Matt Reid - VP, Regional Manager - South Region
I will say it's a very prominent player in that particular area in Beaver County. Let's put it that way.
Robert Christensen - Analyst
If I might, again, continuing on, of the 6 to 9 non-op wells, are any of them going to have longer laterals than your Wildcat?
Matt Reid - VP, Regional Manager - South Region
Well, we don't know yet. We haven't seen the EFEs for those wells as of yet. The one well that is now being tested or drilling will have one similar to our well.
Robert Christensen - Analyst
And if I just might press on a little bit, I believe you mentioned up front, Dan, that you had another oil- or liquids-rich idea in your corporation, and would -- when would testing of that -- when we would see a Wildcat on that new idea?

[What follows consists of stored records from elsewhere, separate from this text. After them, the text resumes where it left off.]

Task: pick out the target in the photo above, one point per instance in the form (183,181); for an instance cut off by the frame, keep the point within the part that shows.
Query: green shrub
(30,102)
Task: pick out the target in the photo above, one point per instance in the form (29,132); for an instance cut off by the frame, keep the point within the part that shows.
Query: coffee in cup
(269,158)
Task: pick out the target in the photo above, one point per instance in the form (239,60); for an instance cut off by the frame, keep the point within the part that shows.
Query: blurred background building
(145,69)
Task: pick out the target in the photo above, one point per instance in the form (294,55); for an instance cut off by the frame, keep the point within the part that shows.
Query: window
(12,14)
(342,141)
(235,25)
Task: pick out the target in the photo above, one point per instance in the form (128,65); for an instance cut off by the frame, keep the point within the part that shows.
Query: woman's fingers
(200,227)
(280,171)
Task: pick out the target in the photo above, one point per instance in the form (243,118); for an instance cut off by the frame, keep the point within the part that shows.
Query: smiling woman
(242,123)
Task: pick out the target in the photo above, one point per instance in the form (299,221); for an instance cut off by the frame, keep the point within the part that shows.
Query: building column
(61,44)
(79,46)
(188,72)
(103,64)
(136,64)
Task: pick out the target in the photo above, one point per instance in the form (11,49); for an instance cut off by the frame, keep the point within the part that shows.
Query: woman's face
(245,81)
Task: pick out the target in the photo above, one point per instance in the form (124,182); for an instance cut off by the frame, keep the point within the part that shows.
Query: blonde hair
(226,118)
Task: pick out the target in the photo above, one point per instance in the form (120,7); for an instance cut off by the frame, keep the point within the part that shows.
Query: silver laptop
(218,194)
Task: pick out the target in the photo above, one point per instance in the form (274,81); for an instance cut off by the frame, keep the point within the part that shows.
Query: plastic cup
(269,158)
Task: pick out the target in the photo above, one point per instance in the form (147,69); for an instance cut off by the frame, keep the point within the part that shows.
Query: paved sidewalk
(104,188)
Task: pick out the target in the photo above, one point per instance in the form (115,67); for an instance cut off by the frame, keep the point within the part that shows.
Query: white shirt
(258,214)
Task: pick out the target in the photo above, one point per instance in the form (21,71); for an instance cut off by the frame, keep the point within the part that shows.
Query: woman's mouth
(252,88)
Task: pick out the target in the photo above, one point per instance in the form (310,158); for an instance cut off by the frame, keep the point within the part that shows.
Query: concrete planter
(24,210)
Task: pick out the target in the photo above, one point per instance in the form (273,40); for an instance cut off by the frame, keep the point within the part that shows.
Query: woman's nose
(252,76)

Dan Dinges - Chairman, President & CEO
Well, on our -- I appreciate the interest in that, Robert, but on those type of projects that, as you can appreciate, the competitive aspects of any liquids dev, I know timing doesn't disclose a lot of information, but we would prefer to talk about the information after we have secured data versus speculating on timing.
Ray Deacon - Analyst
I perfectly respect that. Thank you.
If I just might ask one more and that is -- I have lost my thread. If I come back, I will get back in the queue. I have lost what my question was.
Dan Dinges - Chairman, President & CEO
Okay. Thank you, Robert.
Robert Christensen - Analyst
Thank you very much.
Operator
(Operator Instructions)
Your next question comes from the line of Marshall Carver with Capital One.
Marshall Carver - Analyst
Good morning.
Just a question on the well costs. You talked about how they haven't changed, but I just wanted to make sure I had it right in my model. What would a 15- to 16-stage well cost to drill and complete right now?
Dan Dinges - Chairman, President & CEO
$6.5 million, $7 million.
Marshall Carver - Analyst
Okay. That is my question. Thank you.
Operator
(Operator Instructions)
At this time, there are no additional questions in the queue.
Dan Dinges - Chairman, President & CEO
Thank you, Stephanie, and thank all of you who have who have joined us with the call up to this point.
The takeaways, just to kind of reiterate, I think we've done a decent job on keeping our capital disciplined. I like our guidance increasing, even in light of asset sales and the redeployment of the capital into our key areas in the Marcellus, Eagle Ford, and Marmiton is going to set us up well for year-end reserves and also early and increased expectations in '12 for our production.
Very pleased that we're going to have a BCF of capacity takeaway within a year from today. In 2012, with Matt and Phil sitting here, and I'm sure the numbers that they are going to give us, so we can talk to the Board. That we'll show reserve growth, production growth, and I would imagine in that it's going to be certainly within a cash-flow neutral program. And most likely a cash-flow positive program in 2012. And I certainly couldn't ask any more from the team. Appreciate your interest. Thank you.
Operator
Thank you. This concludes today's conference call. You may now disconnect.